Expensive? Well, is there an alternative? Perhaps we could take otherwise very valuable land areas and convert those areas into parking lots. Or perhaps we could designate certain streets as "No Motor Vehicle Traffic," streets. Or perhaps the authorities could construct multi-story parking buildings using money from bond issues that might then be paid off with the income from parking charges.
Personally, I would very much favor the first alternative: wider roadways, and narrower sidewalks.
Shockingly, I have heard from otherwise sober business and family men and women a long litany of excuses and reasons for this terrible driving culture. Most of these excuses boil down to the same thing: I want to get there first! Whether this is a result of the underlying culture of Ukraine, which does not seem to be born out by the evidence, or the result of a perverted system of driver education and licensing, I cannot say, but I can say that the existing system could - and should be - revised on an urgent basis.
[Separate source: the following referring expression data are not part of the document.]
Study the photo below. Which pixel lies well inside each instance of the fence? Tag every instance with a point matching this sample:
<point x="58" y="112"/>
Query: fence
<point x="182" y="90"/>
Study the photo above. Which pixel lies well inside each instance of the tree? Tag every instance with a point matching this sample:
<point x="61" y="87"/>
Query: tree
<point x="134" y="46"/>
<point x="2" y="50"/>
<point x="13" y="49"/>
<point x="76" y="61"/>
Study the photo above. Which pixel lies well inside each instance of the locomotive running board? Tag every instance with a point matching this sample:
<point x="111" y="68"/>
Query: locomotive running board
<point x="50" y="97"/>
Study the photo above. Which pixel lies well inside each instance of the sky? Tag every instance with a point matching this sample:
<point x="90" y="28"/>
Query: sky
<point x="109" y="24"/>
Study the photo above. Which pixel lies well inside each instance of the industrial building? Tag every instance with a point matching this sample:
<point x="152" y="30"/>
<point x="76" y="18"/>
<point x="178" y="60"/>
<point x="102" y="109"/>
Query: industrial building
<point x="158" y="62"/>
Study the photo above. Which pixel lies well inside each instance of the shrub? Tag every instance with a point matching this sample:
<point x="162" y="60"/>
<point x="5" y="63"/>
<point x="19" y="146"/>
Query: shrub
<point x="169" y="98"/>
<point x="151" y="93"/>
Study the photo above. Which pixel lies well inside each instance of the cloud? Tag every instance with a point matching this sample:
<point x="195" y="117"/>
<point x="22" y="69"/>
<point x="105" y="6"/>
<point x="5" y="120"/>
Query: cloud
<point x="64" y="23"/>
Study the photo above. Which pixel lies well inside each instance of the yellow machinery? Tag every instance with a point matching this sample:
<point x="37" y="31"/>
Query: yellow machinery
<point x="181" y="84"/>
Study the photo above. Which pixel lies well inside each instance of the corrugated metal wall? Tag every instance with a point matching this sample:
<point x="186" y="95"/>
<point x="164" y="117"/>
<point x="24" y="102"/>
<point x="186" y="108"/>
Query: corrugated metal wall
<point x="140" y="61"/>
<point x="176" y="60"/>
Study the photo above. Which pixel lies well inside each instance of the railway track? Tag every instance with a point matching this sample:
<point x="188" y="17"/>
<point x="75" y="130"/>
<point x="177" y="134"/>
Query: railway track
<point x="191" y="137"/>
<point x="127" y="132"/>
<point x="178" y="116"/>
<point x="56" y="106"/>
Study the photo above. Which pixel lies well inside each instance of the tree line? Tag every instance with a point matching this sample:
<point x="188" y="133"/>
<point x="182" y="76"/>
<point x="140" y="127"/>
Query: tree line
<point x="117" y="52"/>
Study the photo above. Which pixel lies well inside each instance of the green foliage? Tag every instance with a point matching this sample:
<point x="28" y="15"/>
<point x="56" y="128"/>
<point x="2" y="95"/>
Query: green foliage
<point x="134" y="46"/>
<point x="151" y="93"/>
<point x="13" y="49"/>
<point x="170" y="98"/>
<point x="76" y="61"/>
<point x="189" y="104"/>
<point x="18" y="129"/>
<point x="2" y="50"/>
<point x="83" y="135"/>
When I first came to Ukraine in the early 1990s none of these observations would have been warranted. But having left Ukraine and then returned after an eight-year absence, I found this devastating driving culture already much in place and it has continued to deteriorate.
This deterioration occurred over a decade and it would probably require another decade of serious and sustained improvement in traffic conditions to bring Kyiv to the level that it would need to support its growth and prosperity. Unfortunately, the city administration's priorities remain fixated on pell-mell growth, with little serious effort to make the hard decisions that are needed to improve the lives of city's citizens.
Safety and confidence of the local pedestrian population aside, one wonders how the sight of our crazy, selfish and unhindered drivers impresses foreign visitors, especially the well-heeled tourist who we hope will return again and again, but also the well-intentioned business investor who is contemplating establishing a business here - in this asphalt jungle.